2. The method of claim 1, wherein said solvent system is methanol. 19. The method according to claim 19, wherein the analyte is butabarbital, pentobarbital, secobarbital,
A barbiturate selected from the group consisting of phenobarbital and amobarbital, wherein the first solvent system is a weakly acidic aqueous buffer, and the second solvent system is about 3: 1 by volume hexane / ethyl acetate; Or the method of claim 1, wherein the volume ratio is acetone / chloroform of about 1: 1. 20. The analyte is PCP, the first solvent system is a weakly acidic aqueous buffer, and the second solvent system is about 1: 1 acetone / chloroform or acetone / methylene chloride in a volume ratio of about 1: 1. The method of claim 1, wherein 21. The method according to claim 21, wherein the analyte is selected from benzodiazepine, oxazepam, chlorodiazepoxide, hydroxyalprazolam and hydroxytriazolam.

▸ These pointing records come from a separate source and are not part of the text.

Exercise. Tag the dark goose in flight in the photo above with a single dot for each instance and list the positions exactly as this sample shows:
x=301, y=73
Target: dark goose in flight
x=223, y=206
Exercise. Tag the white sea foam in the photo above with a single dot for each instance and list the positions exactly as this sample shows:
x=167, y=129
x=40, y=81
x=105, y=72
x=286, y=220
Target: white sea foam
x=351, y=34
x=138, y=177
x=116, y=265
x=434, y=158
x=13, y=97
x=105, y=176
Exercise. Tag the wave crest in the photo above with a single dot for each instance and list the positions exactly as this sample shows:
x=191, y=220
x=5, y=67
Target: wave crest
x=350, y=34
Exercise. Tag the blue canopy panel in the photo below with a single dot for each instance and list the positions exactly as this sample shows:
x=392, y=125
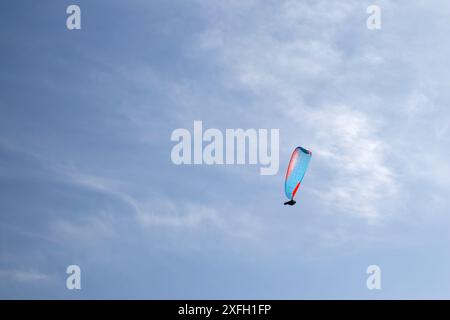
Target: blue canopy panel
x=296, y=171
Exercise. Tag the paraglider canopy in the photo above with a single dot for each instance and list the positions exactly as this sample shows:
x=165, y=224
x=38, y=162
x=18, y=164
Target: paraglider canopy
x=296, y=171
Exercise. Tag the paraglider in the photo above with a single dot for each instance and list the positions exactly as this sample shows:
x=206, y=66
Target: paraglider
x=296, y=171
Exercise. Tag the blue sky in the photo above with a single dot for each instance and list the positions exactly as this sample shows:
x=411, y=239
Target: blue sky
x=85, y=170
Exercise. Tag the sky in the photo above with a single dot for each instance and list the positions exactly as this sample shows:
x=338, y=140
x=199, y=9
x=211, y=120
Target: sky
x=86, y=176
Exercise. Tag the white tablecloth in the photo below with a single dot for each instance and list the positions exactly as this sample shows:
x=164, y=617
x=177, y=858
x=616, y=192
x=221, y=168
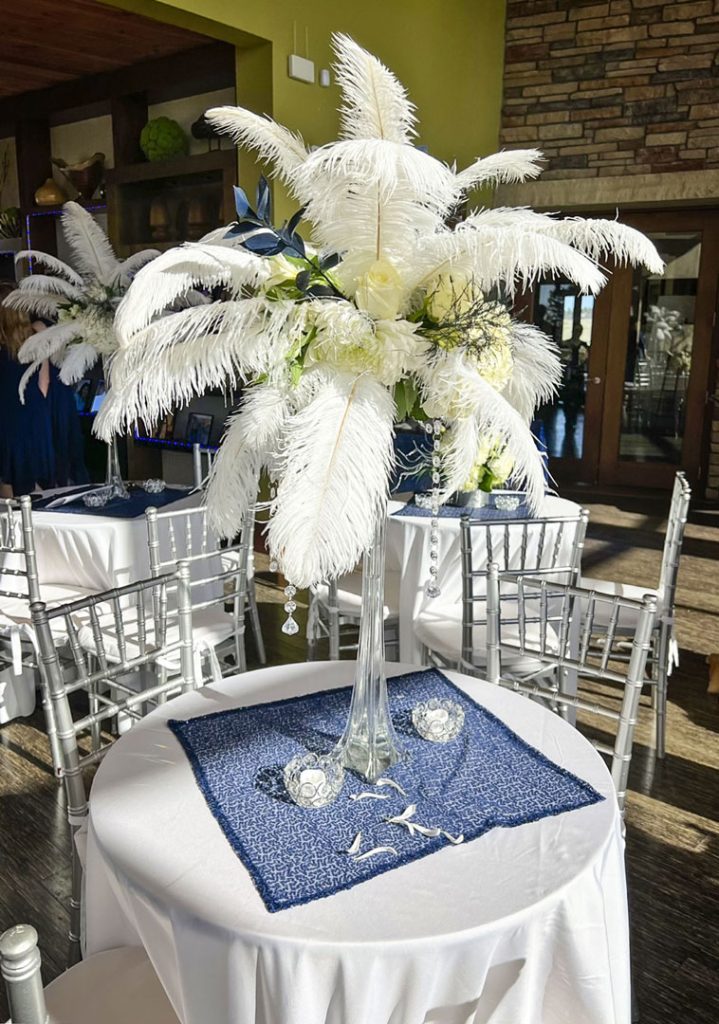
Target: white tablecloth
x=408, y=554
x=522, y=926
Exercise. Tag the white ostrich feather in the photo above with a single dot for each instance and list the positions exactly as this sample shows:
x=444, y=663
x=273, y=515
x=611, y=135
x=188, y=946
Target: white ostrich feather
x=35, y=305
x=77, y=361
x=273, y=142
x=173, y=274
x=43, y=285
x=47, y=344
x=336, y=461
x=514, y=257
x=537, y=372
x=91, y=249
x=173, y=359
x=250, y=437
x=599, y=239
x=510, y=165
x=371, y=198
x=375, y=104
x=56, y=266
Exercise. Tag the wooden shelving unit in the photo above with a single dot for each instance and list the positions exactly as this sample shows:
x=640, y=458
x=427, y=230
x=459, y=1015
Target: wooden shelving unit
x=161, y=204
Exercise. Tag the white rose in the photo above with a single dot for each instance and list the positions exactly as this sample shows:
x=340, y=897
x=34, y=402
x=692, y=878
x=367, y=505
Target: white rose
x=501, y=466
x=380, y=291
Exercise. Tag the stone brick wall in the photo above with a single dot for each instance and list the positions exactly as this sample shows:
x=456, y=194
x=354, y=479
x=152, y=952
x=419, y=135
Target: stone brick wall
x=623, y=87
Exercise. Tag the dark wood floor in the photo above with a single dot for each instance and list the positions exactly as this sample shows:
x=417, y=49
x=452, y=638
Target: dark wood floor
x=672, y=813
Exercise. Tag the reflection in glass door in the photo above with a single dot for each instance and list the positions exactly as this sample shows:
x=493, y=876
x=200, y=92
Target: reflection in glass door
x=659, y=353
x=566, y=317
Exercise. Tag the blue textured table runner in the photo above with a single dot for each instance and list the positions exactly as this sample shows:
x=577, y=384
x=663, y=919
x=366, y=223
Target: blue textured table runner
x=118, y=508
x=485, y=513
x=488, y=777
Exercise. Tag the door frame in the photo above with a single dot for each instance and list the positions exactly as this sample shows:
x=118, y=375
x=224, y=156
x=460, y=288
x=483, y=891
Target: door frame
x=614, y=471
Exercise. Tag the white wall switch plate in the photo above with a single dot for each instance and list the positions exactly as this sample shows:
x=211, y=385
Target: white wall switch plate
x=300, y=69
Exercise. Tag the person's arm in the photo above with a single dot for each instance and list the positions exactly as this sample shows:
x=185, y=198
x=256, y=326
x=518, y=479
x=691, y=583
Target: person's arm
x=44, y=374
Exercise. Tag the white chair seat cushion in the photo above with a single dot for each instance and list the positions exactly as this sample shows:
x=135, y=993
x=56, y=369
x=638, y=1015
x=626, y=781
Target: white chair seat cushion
x=17, y=608
x=210, y=627
x=628, y=616
x=349, y=595
x=115, y=987
x=440, y=631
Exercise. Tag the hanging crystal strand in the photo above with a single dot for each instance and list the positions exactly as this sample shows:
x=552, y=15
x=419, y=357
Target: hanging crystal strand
x=113, y=477
x=273, y=565
x=290, y=627
x=369, y=744
x=431, y=587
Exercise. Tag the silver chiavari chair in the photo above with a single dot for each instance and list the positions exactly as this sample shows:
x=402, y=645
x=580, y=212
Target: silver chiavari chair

2. The method of claim 1, wherein said solvent system is a weakly acidic aqueous buffer and said second solvent system is acetone / chloroform in a volume ratio of about 1: 1. 22. The method according to claim 19, wherein the analyte is LSD, the first solvent system is a weakly acidic aqueous buffer containing about 10% by volume acetonitrile, and the second solvent system is about 1: 1 by volume. 2. The method according to claim 1, which is acetone / chloroform. 23. The method according to claim 23, wherein the analyte is a tricyclic antidepressant selected from the group consisting of doxepin, imipramine, amitriptyline, nordexepin, desipramine and nortriptyline, or a metabolite thereof, and the first solvent system is weakly acidic. Aqueous buffer or
The method of claim 1 wherein the second solvent system is 5% aqueous methanol and the second solvent system is methylene chloride / isopropyl alcohol in a volume ratio of about 4: 1. 24. The method of claim 23, wherein said first solvent system is a weakly acidic aqueous buffer. 25. A method for increasing the flow of liquid through a column having an adsorbent packed bed and having a discharge tube connected to the underside of the bed, the method comprising providing a tapered tip at the lower end of the discharge tube, thereby providing a capillary. A method comprising facilitating the flow of an adsorbent bed and a drain through action. 26. The method according to claim 25, wherein said solvent is an aqueous solvent or an aqueous solution. 27. The method of claim 25, wherein said sorbent is a silica-based sorbent.